They had two daughters together, and then decided it was time to move. It was either the middle of the city or rural country, Green said. The couple eventually agreed on a Sultan Basin Road address. Their house is oriented correctly.

Green settled in as a Sky Valley real estate broker after the move. He and his wife developed five acres of their 20-acre plot into a blueberry farm. They ran a U-Pick operation and sold commercially. About 60,000 pounds of fruit was harvested each year. Dolly stayed home and looked after the house and their kids – they added three boys — and blueberries during the day.

“I was the gentleman farmer, and she was the hard-working farmer,” he said.

Most bushes were sold years ago, but a few still stand for personal use. They used the money they made from sales to travel the world. Nearly 40 countries have been marked in their passports. Some trips were made for enjoyment, others for mission work.

Green retired after 40 years in real estate. He and his wife remain active volunteers in Sultan.

His first book title was released last year, after he turned 85. He said he has always had a fertile imagination, but never found a direct outlet, other than making up stories to entertain his grandchildren.

It was after his wife convinced him to take a community writing class that he began to write them down. 

“I started writing silly little stories,” he said. “Then I wrote this one, and it had a lot more meat.”

“Dozen Dozens” is dedicated to the Green’s teacher, Walt Dunn. The new author thanked his late friend and former professor for encouraging others to write down their genealogy and pen their creativity.

“It is this desire of his that prompted me to begin writing stories,” Green wrote.

The finished manuscript went overlooked for years, until the writer’s pastor connected him with a neighbor, Victoria U’ren. The experienced illustrator completed most of the accompanying pictures in colored pencil, until Carol Wanner took over the final few.

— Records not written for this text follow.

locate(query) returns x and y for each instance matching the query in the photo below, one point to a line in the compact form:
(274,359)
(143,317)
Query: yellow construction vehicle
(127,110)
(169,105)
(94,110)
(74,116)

Dolly Green was the one who suggested including worksheets at the end of the book. Green didn’t realize as he wrote the story’s lines that the lessons he was incorporating were grammar and math skills his intended audience would be learning in school; how to count and differentiate even and odd numbers, as well as the concept of homophones, where two words have the same pronunciation, but are not spelled the same and have a different meaning.

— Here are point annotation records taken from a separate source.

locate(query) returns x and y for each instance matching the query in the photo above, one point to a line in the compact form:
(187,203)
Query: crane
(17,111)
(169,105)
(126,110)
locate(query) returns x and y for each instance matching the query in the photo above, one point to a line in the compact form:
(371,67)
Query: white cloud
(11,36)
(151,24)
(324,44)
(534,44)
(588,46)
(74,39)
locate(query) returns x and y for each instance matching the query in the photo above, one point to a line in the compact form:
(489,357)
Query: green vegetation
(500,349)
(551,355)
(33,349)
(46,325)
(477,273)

Green felt it was important he include an educational element to the work. He expects kids between 7 and 11 would be at the right age to understand the content. However, he has sold copies to a friend who had such a fun time reading it to their grandchild with her 91-year-old husband, she bought two more for her grown sons.

British Columbia publishing company FriesenPress printed the paperbacks, which are being sold on Amazon and in some Barnes & Noble stores, Green said. Many he hands out himself, and he always keeps a few in his car, just in case.

Dolly Green has also remained an avid writer, mostly using her skills to document their family history. She wrote the first paragraph for her husband’s next book in an effort to support and motivate him to finish the draft.

Green said he is not in a rush, but there are definitely more ideas and titles coming.